Such has been the case in the three weeks since the death of Marcos Morillon. Even now, writing those last five words feels awkward and painful. And wrong. Just wrong.

There are people in all of our lives who seem invincible. Who radiate life and love, and we assume no being so filled with both could succumb to anything less than a ripe old age. When one of them is taken too soon, our world is turned upside down, as so many in Artesia experienced upon Marcos’ passing.

I don’t need to tell you what sort of person Marcos was. The adjectives come easily to all who encountered him: genuine, kind, compassionate, selfless, strong. For as long as I knew him, I never heard a cross or even indifferent word spoken about him. That in itself is rare.

Instead, I need to tell you how hard the guy made me laugh. From post-game epiphanies about his episodes of intensity on the basketball sidelines (“Oh, man, I think I accidentally went nuts out there… were words coming out?”), to the sight of him heading off a rogue lawnmower during a cross country race from atop his trusty four-wheeler, to my first interview with him as coach and reporter.

Halfway through that phone conversation, the noise from his Spanish classroom steadily increasing in volume despite his intermittent shushing, he paused mid-sentence – “Hang on one second… (his voice became slightly muffled) I’m about to open up a can in this class!! You hear me? Open up una lata in el aula!” – then picked up exactly where he’d left off.

Tongue-in-cheek discipline aside, I also need to tell you how much he enjoyed being a teacher and mentor. The sight of him running alongside his cross country teams or pacing his track athletes around the infield of Bulldog Bowl, shouting words of encouragement, were well known. Anyone who wondered at the number of students willing to compete in sports as physically demanding as cross country and distance running in the often brutal Southeast New Mexico heat didn’t wonder for long; he was a master motivator, and his inspiration left the recipient willing to give everything they had and more to make him proud.

And he was. When extolling his athletes’ efforts, work ethic and perseverance, he sounded like a delighted child. “That’s the best part of being a coach,” he would often say. “Seeing them realize that hard work pays off.”

My interviews with Marcos on Saturday afternoons were rarely less than a half-hour long, and that wasn’t counting friendly conversation. He had something to say about each individual runner on his teams, including those on junior varsity. As such, cross country articles in the Daily Press were typically quite long – long enough to prompt a colleague from out of town to once remark, “Wow, that’s the longest cross country article I’ve ever seen. You need to trim the coach’s comments down; who’s going to read that?”

The answer was, of course, the cross country runners. And even if no one else in town opted to dive into that sea of words, there was no way on Earth I was editing Marcos. Those articles were messages from him to his athletes, saying “I care about you, I appreciate your hard work, and I want everyone to know it.”

I share sports stories because those are the easiest to recount.
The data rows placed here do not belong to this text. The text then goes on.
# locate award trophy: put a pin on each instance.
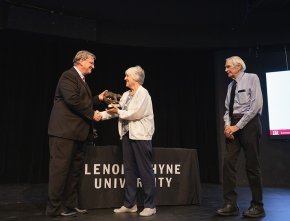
(112, 99)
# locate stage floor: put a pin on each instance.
(27, 203)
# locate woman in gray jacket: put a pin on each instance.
(136, 128)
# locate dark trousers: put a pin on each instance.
(137, 159)
(247, 139)
(66, 161)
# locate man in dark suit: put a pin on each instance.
(70, 126)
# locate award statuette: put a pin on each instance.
(112, 99)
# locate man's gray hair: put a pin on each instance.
(83, 55)
(137, 73)
(237, 60)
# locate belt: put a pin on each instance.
(237, 116)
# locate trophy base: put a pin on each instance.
(110, 106)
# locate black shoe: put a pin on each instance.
(254, 211)
(79, 210)
(68, 214)
(228, 210)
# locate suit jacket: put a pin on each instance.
(72, 112)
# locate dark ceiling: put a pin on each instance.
(219, 20)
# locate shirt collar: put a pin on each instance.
(240, 75)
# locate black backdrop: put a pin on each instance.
(180, 81)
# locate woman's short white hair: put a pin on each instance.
(137, 73)
(237, 60)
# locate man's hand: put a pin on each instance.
(101, 95)
(97, 116)
(229, 131)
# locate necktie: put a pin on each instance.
(232, 98)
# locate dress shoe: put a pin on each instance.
(68, 214)
(79, 210)
(148, 212)
(124, 209)
(254, 211)
(228, 210)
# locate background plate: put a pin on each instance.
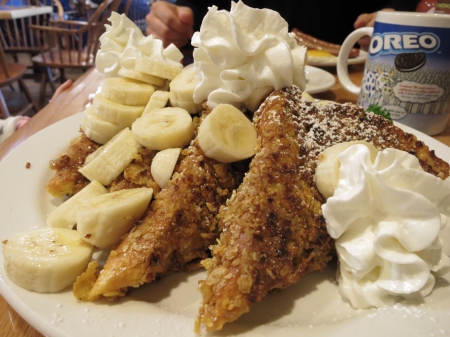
(312, 307)
(332, 61)
(318, 80)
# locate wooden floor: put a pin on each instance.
(15, 99)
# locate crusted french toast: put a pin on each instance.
(178, 227)
(273, 229)
(67, 181)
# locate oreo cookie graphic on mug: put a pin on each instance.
(407, 70)
(407, 62)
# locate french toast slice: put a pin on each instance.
(67, 181)
(178, 227)
(273, 229)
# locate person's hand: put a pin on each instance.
(170, 23)
(367, 20)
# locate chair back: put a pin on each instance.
(4, 71)
(15, 36)
(71, 44)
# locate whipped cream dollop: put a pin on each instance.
(244, 49)
(123, 42)
(385, 217)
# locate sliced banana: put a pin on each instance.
(227, 135)
(157, 101)
(137, 75)
(163, 129)
(117, 113)
(328, 165)
(257, 97)
(182, 91)
(64, 216)
(46, 260)
(163, 165)
(102, 220)
(98, 129)
(109, 160)
(127, 91)
(155, 68)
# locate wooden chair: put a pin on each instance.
(69, 44)
(10, 73)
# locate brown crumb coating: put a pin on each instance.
(273, 229)
(67, 181)
(178, 228)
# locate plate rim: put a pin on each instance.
(30, 315)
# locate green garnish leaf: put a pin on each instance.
(378, 110)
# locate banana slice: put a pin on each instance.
(98, 129)
(182, 91)
(102, 220)
(64, 216)
(227, 135)
(155, 68)
(327, 170)
(257, 97)
(138, 76)
(46, 260)
(127, 91)
(164, 129)
(163, 165)
(117, 113)
(109, 160)
(157, 101)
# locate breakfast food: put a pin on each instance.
(46, 260)
(67, 180)
(227, 135)
(108, 162)
(103, 219)
(177, 229)
(313, 43)
(248, 56)
(273, 228)
(385, 215)
(65, 216)
(164, 128)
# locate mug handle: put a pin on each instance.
(342, 63)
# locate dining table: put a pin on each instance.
(73, 100)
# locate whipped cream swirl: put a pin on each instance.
(244, 49)
(386, 217)
(123, 42)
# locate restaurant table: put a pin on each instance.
(72, 101)
(13, 12)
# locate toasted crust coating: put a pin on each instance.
(178, 228)
(67, 181)
(273, 228)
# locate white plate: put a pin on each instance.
(318, 80)
(168, 307)
(332, 61)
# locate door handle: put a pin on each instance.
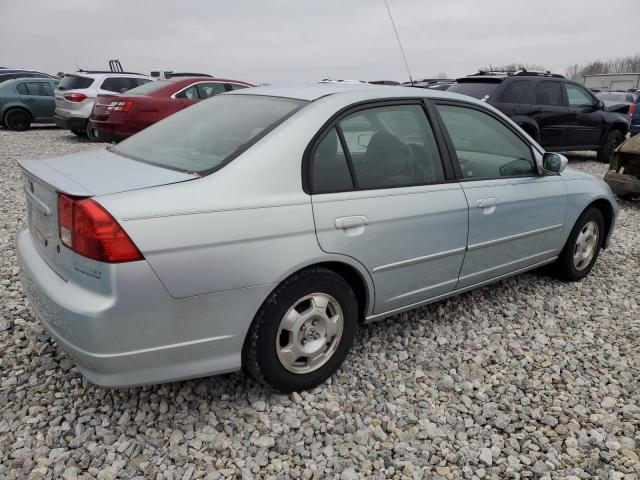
(351, 222)
(487, 203)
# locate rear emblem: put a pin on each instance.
(40, 236)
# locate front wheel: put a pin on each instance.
(581, 251)
(614, 138)
(303, 331)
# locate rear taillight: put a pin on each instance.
(120, 106)
(75, 97)
(88, 229)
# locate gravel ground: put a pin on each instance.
(529, 377)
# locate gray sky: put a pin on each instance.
(305, 40)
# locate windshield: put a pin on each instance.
(616, 97)
(206, 136)
(474, 89)
(150, 87)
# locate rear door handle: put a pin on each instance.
(353, 221)
(487, 203)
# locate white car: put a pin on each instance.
(77, 92)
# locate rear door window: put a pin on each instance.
(485, 147)
(206, 90)
(515, 92)
(577, 96)
(385, 147)
(549, 93)
(40, 89)
(74, 82)
(121, 84)
(188, 93)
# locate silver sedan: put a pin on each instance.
(258, 229)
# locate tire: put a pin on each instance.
(567, 267)
(614, 138)
(284, 327)
(17, 119)
(92, 134)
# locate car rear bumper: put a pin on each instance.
(112, 130)
(137, 333)
(71, 123)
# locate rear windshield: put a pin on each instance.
(149, 88)
(206, 136)
(74, 82)
(474, 89)
(616, 97)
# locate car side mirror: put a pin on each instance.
(554, 162)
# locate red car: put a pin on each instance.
(115, 117)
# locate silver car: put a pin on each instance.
(77, 92)
(259, 228)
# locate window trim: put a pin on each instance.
(224, 90)
(196, 83)
(565, 90)
(109, 77)
(454, 156)
(563, 93)
(307, 158)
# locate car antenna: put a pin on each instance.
(406, 64)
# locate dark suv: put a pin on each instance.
(558, 113)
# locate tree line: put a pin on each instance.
(629, 64)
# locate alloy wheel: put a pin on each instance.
(309, 333)
(586, 245)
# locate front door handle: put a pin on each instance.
(487, 205)
(353, 221)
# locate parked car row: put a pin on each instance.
(91, 103)
(558, 113)
(111, 105)
(259, 228)
(115, 117)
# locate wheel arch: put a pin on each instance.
(623, 127)
(608, 214)
(11, 107)
(353, 272)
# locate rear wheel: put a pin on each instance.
(17, 119)
(582, 248)
(303, 331)
(92, 134)
(614, 138)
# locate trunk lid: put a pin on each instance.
(83, 174)
(100, 111)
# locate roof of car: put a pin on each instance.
(188, 79)
(311, 92)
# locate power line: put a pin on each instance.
(393, 24)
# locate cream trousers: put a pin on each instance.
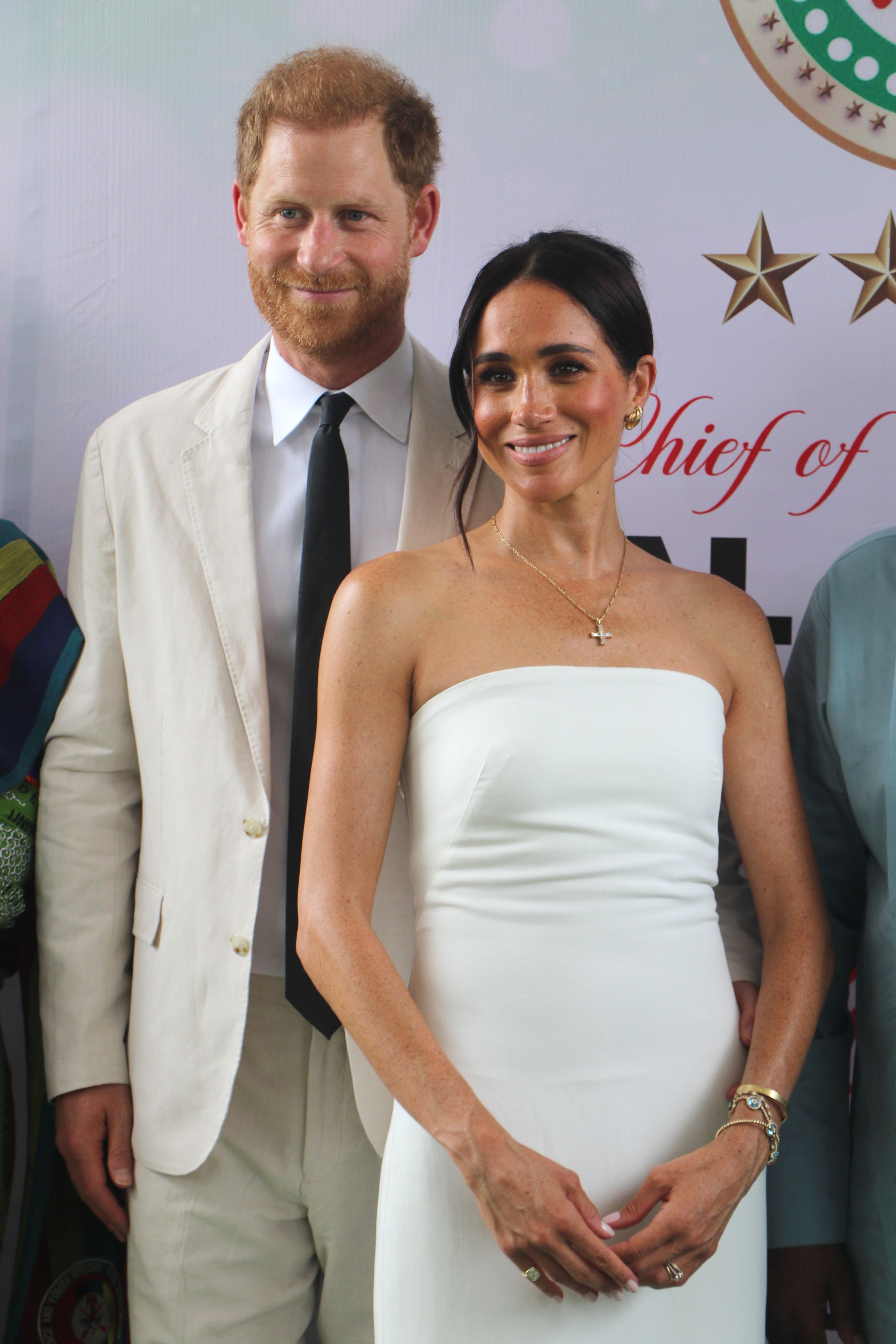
(280, 1219)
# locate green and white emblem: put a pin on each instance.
(831, 62)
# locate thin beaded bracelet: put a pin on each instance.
(768, 1124)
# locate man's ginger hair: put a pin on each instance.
(339, 86)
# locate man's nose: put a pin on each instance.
(320, 247)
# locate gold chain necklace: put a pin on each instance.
(598, 634)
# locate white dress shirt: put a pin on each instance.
(375, 436)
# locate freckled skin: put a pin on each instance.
(413, 624)
(327, 208)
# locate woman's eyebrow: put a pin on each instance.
(563, 350)
(543, 354)
(491, 354)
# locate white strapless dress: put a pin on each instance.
(569, 962)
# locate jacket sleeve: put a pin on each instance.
(809, 1187)
(738, 921)
(89, 825)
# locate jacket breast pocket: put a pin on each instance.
(148, 902)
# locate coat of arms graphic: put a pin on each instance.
(85, 1306)
(831, 62)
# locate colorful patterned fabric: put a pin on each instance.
(18, 825)
(40, 646)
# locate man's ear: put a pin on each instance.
(241, 214)
(424, 220)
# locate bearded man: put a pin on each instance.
(214, 523)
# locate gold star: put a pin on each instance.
(878, 269)
(761, 273)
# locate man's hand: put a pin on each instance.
(801, 1283)
(88, 1121)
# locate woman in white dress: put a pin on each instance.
(565, 710)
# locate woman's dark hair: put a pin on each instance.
(602, 279)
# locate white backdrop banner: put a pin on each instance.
(743, 153)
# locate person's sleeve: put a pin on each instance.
(89, 825)
(738, 921)
(809, 1186)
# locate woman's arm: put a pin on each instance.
(535, 1209)
(702, 1191)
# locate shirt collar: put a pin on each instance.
(385, 394)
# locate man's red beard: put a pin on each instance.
(330, 330)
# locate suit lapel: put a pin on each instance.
(434, 458)
(218, 478)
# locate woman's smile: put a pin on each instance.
(536, 451)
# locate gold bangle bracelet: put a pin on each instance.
(764, 1092)
(769, 1131)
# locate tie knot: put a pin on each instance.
(335, 408)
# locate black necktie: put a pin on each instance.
(327, 558)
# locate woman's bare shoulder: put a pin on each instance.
(718, 612)
(398, 588)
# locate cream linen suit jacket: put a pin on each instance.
(147, 878)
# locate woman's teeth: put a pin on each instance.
(543, 448)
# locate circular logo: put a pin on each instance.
(85, 1306)
(831, 62)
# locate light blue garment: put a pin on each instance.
(836, 1179)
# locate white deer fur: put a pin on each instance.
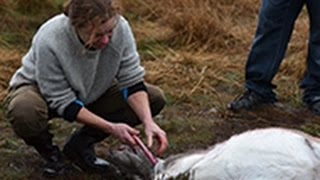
(261, 154)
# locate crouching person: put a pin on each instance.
(83, 66)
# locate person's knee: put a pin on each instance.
(28, 115)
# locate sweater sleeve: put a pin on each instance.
(130, 71)
(51, 79)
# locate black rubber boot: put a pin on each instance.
(55, 165)
(80, 150)
(249, 100)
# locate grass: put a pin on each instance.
(194, 50)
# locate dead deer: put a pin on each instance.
(260, 154)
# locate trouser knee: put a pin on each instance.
(27, 112)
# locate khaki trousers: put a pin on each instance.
(28, 112)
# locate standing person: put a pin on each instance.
(275, 26)
(83, 66)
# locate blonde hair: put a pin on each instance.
(90, 13)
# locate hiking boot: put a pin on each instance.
(314, 104)
(55, 165)
(249, 100)
(80, 150)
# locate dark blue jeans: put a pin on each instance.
(275, 26)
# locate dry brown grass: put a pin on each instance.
(194, 49)
(208, 43)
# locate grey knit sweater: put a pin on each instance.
(64, 70)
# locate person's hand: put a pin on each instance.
(153, 130)
(124, 133)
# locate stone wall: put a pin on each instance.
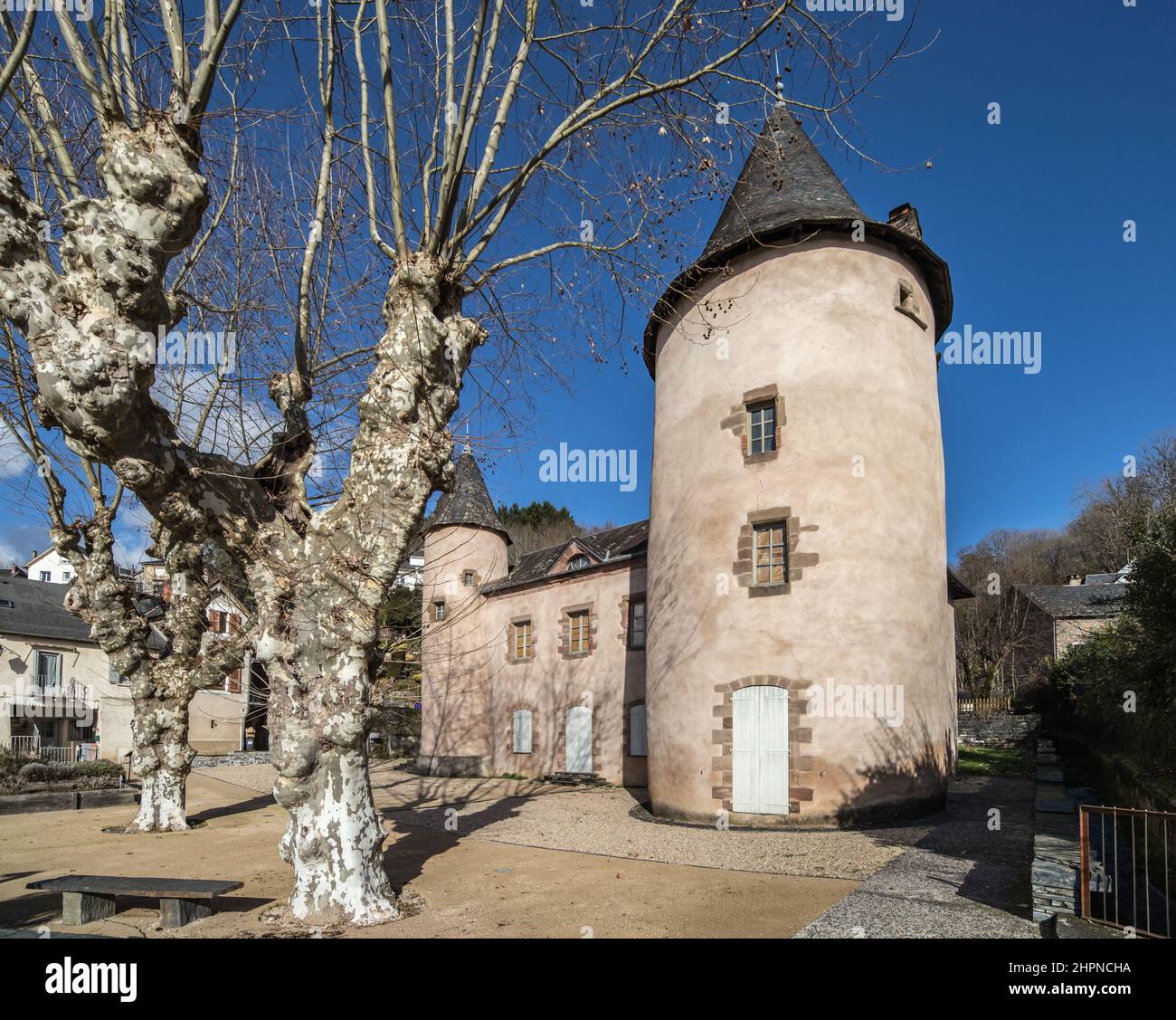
(998, 729)
(236, 758)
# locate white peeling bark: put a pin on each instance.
(336, 843)
(160, 756)
(318, 635)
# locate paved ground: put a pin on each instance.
(960, 878)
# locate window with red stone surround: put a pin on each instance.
(744, 564)
(739, 423)
(520, 640)
(577, 631)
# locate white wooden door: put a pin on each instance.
(760, 749)
(577, 736)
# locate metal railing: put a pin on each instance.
(32, 748)
(24, 745)
(999, 702)
(71, 691)
(1127, 858)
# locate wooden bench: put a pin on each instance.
(90, 898)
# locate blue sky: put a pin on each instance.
(1029, 215)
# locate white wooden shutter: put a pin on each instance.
(577, 739)
(522, 732)
(760, 749)
(638, 730)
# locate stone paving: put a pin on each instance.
(960, 879)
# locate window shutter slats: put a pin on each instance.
(522, 732)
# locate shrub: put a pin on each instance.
(106, 769)
(11, 762)
(97, 781)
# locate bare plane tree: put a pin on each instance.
(485, 122)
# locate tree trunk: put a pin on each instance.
(163, 758)
(318, 632)
(336, 843)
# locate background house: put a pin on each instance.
(1057, 616)
(51, 665)
(58, 694)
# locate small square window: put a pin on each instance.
(761, 426)
(638, 624)
(772, 553)
(579, 633)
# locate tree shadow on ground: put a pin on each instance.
(979, 844)
(236, 807)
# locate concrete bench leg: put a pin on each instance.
(81, 909)
(175, 913)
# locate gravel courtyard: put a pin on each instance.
(506, 858)
(602, 821)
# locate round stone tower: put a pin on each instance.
(800, 659)
(465, 549)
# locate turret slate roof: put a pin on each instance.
(467, 501)
(612, 546)
(1070, 601)
(787, 188)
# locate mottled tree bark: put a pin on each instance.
(318, 635)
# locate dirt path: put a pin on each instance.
(471, 886)
(960, 879)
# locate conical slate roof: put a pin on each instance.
(784, 180)
(787, 192)
(467, 501)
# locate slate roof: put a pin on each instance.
(39, 611)
(1069, 601)
(626, 542)
(1102, 579)
(469, 501)
(786, 187)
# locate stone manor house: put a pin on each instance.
(796, 541)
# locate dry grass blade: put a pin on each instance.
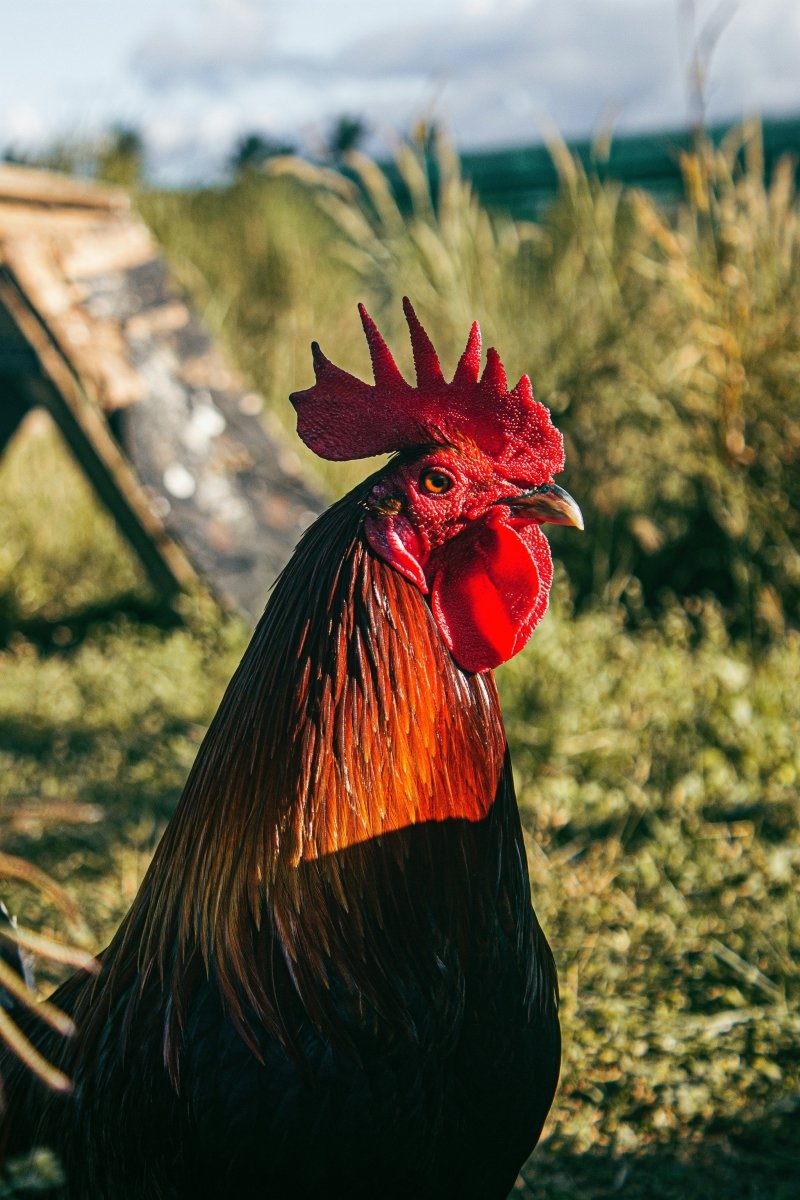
(47, 1012)
(30, 1056)
(14, 868)
(56, 952)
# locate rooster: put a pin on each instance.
(331, 982)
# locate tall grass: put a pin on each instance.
(667, 346)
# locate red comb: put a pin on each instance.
(341, 417)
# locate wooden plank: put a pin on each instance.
(48, 189)
(86, 432)
(13, 408)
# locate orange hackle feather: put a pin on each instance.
(346, 724)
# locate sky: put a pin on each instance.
(193, 76)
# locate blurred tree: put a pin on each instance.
(347, 133)
(120, 157)
(252, 150)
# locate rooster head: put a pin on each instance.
(459, 510)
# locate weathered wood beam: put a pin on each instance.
(13, 407)
(90, 439)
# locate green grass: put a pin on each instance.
(655, 717)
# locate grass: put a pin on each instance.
(654, 719)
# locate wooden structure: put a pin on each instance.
(92, 329)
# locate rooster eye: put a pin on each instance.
(435, 481)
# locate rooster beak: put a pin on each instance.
(548, 503)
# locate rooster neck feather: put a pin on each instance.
(350, 763)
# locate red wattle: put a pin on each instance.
(489, 588)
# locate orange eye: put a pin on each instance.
(435, 481)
The personal stories are too difficult to reflect upon for now, but I know I speak for many when I say they will be cherished always.

Every day, people pass suddenly from this world. It’s one of those variables that make life at once terrible and beautiful. We never know what’s ahead. We walk toward it, and we discover. Knowing exactly what the future holds sounds nice in theory, but a world without wonder would be a bleak place. So we accept the risks, the threats, the unknowns for the inevitabilities they are, and for the sake of the better days between.

When the worst happens unexpectedly, the most devastating side effect is often unanswered questions. We can’t help but feel that so many things have been left unresolved. But one of the greatest gifts I believe Marcos gave all who knew him is that we will never have to wonder how he felt about us, our lives, our ambitions, our potential. He made absolute certain we knew – regularly and eloquently. We should all be so lucky to leave such a legacy.

My own words still feel inadequate, but in the end, the best will likely be the most uncomplicated and honest, much like the man to whom they’re spoken: I love you, Marcos. I will miss you. And thank you – above all, thank you.